Седой ждал. В одной руке трубка, во второй - аппарат. На шее, поверх бледно-голубого галстука, ожерелье из шестеренок. Надо будет сказать напарнику, что идея-то про шестереночки беспонтовая.
А ведь и вправду все еще можно остановить, но... разве Глеб причастен к происходящему?
Причастен. Он заключил сделку с Евой и Ева сдержала слово. Все правильно.
- Я вас не понимаю, - сказал Глеб. - Я к этому никаким боком. Люди сами...
- Конечно, сами, - согласился Седой, убирая телефон. - Главное, и дальше держитесь этой версии. Во всяком случае "Формика" поступит именно так.
Ставя точку на теме, Глеб спросил:
- Вы здесь только за этим? Ну, чтобы я позвонил?
- Нет. Но подумал, что у вас может возникнуть желание сделать звонок, - Седой провел пальцем по шестеренкам, пересчитывая. - Хотя даже он ничего не изменит. Мир продержится недолго. Рано или поздно американская зараза доберется и до нас. Подавляющее большинство тех, кто орут, призывая уничтожить андроидов, сами будут уничтожены. Но у вас есть шанс спастись. Если согласитесь принять участие в проекте.
- И что за проект?
Глеб не собирался соглашаться. Он слышал про Америку, но Америка была далеко.
- Сеть автономных поселений с высоким уровнем защиты. Теоретический резерв.
- Чего?
- Людей. Понимаете, молодой человек, любой Апокалипсис заканчивается одинаково: на смену старому миру приходит новый. Однако и его придется кем-то заселять. И лучше заранее подготовить... рассаду.
Седой позволил себе улыбнуться, но Глебу не было смешно. Он вдруг понял, что все это серьезно и куда серьезнее, чем происходящее на площади и вообще в Анклаве.
- И почему я?
- Лотерея, - ответил Седой. - Просто повезло.
Лежа в землянке в обнимку с винтовкой, Глеб думал о везении и о том, хватит ли его на возвращение в поселок. Знобило. Зудела под повязкой рука.
Оживали воспоминания.
Тогда Седой пропал на пару лет, и Глеб уже начал думать, что примерещился ему тот разговор. И только мир, медленно сходивший с ума, не позволял окончательно поверить в собственное Глеба безумие.
А потом, когда паника вплотную подобралась к городу, Глебу пришло письмо.
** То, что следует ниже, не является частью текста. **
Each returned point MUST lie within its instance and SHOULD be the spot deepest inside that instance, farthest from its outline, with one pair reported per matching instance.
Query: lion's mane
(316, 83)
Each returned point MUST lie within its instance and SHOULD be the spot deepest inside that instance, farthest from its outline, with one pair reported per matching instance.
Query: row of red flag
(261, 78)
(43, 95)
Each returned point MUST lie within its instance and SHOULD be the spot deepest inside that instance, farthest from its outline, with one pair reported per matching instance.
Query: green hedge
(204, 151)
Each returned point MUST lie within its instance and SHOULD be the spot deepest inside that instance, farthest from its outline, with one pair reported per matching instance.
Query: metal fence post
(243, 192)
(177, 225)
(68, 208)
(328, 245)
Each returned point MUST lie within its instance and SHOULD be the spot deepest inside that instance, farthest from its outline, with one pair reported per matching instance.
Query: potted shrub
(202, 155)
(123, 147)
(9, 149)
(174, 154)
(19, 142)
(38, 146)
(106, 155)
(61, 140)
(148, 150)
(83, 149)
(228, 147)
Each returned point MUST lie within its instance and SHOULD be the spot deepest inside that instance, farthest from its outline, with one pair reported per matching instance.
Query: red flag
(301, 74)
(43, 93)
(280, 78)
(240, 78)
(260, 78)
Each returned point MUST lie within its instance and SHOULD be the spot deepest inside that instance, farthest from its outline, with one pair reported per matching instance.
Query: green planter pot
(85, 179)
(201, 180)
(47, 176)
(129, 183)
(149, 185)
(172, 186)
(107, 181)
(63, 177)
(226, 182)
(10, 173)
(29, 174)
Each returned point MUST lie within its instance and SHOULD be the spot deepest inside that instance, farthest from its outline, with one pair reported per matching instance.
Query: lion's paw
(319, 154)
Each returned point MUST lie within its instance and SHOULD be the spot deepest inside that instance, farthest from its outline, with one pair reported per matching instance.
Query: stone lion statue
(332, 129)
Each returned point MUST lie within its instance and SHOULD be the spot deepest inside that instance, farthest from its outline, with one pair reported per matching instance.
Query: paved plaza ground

Белый конверт с логотипом "Формики" и типовой бланк-приказ явиться на пункт сбора. Глеб и явился.
Пешком шел. Наверное, единственный, кто направлялся к центру, а не от центра. Витебск бился в агонии. Кипели яростью пробки и гудели машины машины. Витрины щерились недовыбитыми стеклянными зубами. Спешили люди, волокли мешки и чемоданы. А одна тетка в ситцевом платье и бигудях толкала садовую тачку, доверху груженую пакетами с крупой. За теткой поспешал тощий мужичонка с сумкой-тележкой в одной руке и газетой в другой. Мимо Глеба он прошел на полусогнутых и газетой же заслонившись. Из разбитого окна неслась музыка, а на проспекте Фрунзе горел пятиэтажный дом. Пламя деловито облизывала стены, сквозь разломы в крыше выкатывались клубы едкого дыма. Они сползали на асфальт и зависали над землей бурым душным покрывалом. А люди слишком спешили, чтобы обходить ядовитое облако. Они ныряли, зажимая носы и закрывая рты носовыми платками.